Surveying the Survey: Anglicans and Same-Sex Marriage

Feb 2, 2016 by

By Andrew Goddard, Fulcrum:

Despite all our Shared Conversations, it remains largely a mystery as to what people in the Church of England really believe about same-sex marriage. Jayne Ozanne has just published a survey which claims to shed new light on this by identifying Anglicans in England and finding more of them believe same-sex marriage is right than believe it is wrong.

What can such a survey do?

It is of course important that any such findings are simply descriptive not prescriptive. Christians do not believe the voice of the people, even church people, is the voice of God. Scripture is full of examples where God was at work through his apostles and prophets and indeed his Messiah to correct the majority viewpoint among his people. But good description is also immensely valuable in Christian discernment.

The primary challenge here is identifying “Anglicans in England” and the survey offers two answers – a larger one and a subset of that. There are major questions about each group.

Finding English Anglicans – I: Who is included?
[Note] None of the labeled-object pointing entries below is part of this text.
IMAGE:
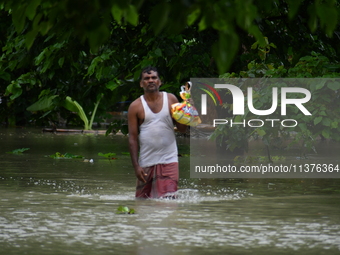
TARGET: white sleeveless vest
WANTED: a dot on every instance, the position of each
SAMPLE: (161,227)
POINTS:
(157,140)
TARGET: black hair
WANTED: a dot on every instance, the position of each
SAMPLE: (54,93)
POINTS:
(148,69)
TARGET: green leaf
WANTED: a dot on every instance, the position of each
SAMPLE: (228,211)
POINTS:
(302,126)
(325,133)
(74,106)
(333,85)
(44,103)
(334,124)
(192,17)
(15,89)
(31,8)
(61,61)
(317,120)
(132,15)
(159,16)
(225,49)
(326,122)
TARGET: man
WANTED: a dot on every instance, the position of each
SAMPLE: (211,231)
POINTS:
(151,129)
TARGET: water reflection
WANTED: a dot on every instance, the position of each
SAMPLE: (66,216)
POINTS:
(50,206)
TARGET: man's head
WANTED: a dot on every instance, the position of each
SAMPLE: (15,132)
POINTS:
(149,79)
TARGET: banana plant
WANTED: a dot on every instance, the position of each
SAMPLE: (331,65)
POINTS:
(46,104)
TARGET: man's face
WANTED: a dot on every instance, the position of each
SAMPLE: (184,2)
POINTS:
(150,81)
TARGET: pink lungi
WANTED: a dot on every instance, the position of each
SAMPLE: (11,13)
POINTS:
(161,179)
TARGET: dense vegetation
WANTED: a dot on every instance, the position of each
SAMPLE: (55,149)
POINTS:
(64,57)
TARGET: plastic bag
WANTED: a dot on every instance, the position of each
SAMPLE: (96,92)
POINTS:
(184,112)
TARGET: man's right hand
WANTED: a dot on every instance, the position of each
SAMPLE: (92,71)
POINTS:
(140,174)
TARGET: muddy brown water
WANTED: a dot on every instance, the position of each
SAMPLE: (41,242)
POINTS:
(68,206)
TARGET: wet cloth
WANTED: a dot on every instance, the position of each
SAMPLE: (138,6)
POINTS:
(157,139)
(161,180)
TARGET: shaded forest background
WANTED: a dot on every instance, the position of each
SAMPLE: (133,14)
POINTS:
(71,62)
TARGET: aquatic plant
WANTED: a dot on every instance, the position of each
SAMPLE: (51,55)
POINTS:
(125,210)
(58,155)
(18,151)
(109,155)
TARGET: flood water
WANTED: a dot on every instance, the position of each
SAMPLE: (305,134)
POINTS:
(68,206)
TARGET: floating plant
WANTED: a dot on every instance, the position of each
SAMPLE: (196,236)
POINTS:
(125,210)
(58,155)
(18,151)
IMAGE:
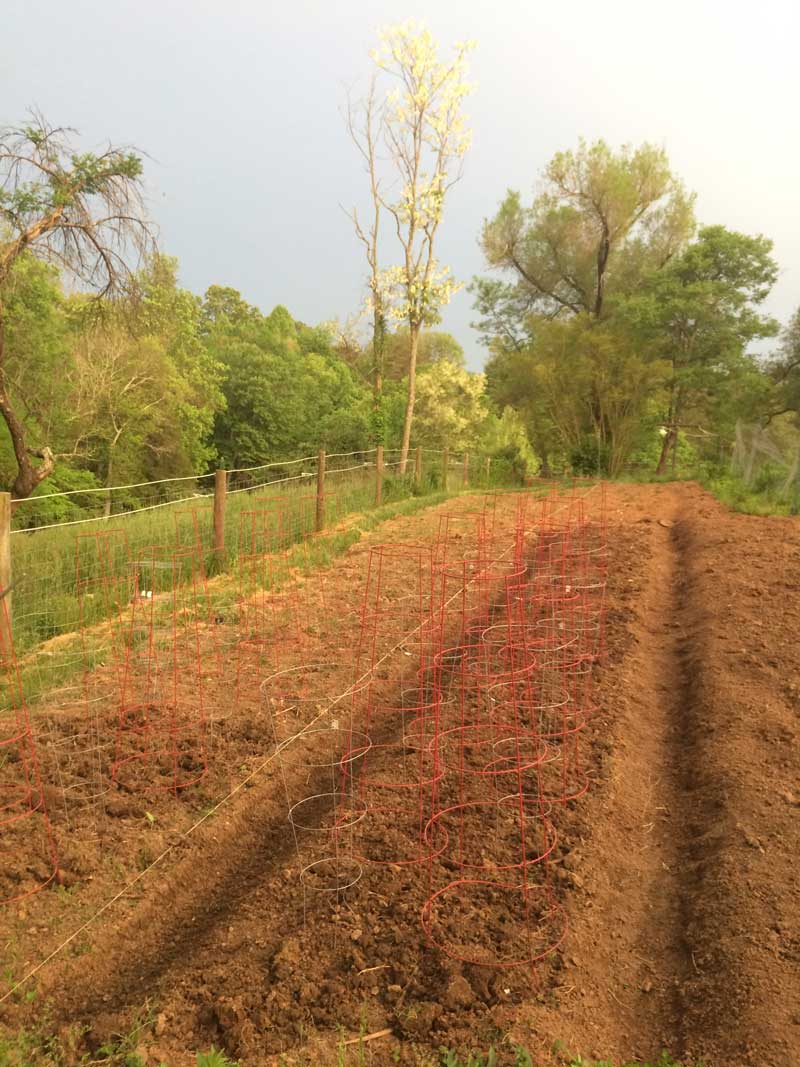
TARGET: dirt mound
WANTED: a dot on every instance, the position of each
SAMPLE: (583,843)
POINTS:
(675,872)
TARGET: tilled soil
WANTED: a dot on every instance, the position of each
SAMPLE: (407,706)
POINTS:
(675,871)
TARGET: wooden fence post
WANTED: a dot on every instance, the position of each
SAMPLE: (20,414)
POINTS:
(5,560)
(221,484)
(379,476)
(320,522)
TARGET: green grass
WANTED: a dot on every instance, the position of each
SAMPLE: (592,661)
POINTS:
(43,670)
(755,499)
(522,1057)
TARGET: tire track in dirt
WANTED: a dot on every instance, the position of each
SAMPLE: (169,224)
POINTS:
(628,957)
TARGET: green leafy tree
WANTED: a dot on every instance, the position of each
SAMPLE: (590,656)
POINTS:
(604,220)
(698,316)
(81,211)
(451,407)
(286,389)
(784,370)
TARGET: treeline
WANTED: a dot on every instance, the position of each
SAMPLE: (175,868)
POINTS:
(620,333)
(620,330)
(165,384)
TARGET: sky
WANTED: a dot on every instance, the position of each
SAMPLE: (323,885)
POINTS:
(238,107)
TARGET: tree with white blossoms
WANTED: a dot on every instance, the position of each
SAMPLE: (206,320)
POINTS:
(426,137)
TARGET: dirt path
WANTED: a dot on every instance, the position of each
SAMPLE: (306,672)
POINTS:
(677,869)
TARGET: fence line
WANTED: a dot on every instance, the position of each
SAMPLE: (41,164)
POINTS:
(44,561)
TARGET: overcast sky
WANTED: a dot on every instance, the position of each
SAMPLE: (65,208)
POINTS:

In relation to the larger group on which almost all the published data focuses, there are questions about inclusion and exclusion. Although we are not told the exact question asked, past You Gov polling suggests it was something like – “Do you regard yourself as belonging to any particular religion, and if so, to which of these do you belong?”. In answering this people either distance themselves totally – “No, I do not regard myself as belonging to any particular religion” – or (unless they “prefer not to say”) need to align with one in a list (or opt for “other”). The group whose views Jayne Ozanne’s survey reports amount to 29.2% of English adults saying “Yes, I regard myself as religious and as belonging to CofE/Anglican/Episcopal”. Given that less than 2% attend a CofE church most weeks and just over 4% at Christmas this is a very high figure. It is worth thinking how big a fringe would need to be included in your local parish church for it to encompass nearly 30% of the parish population.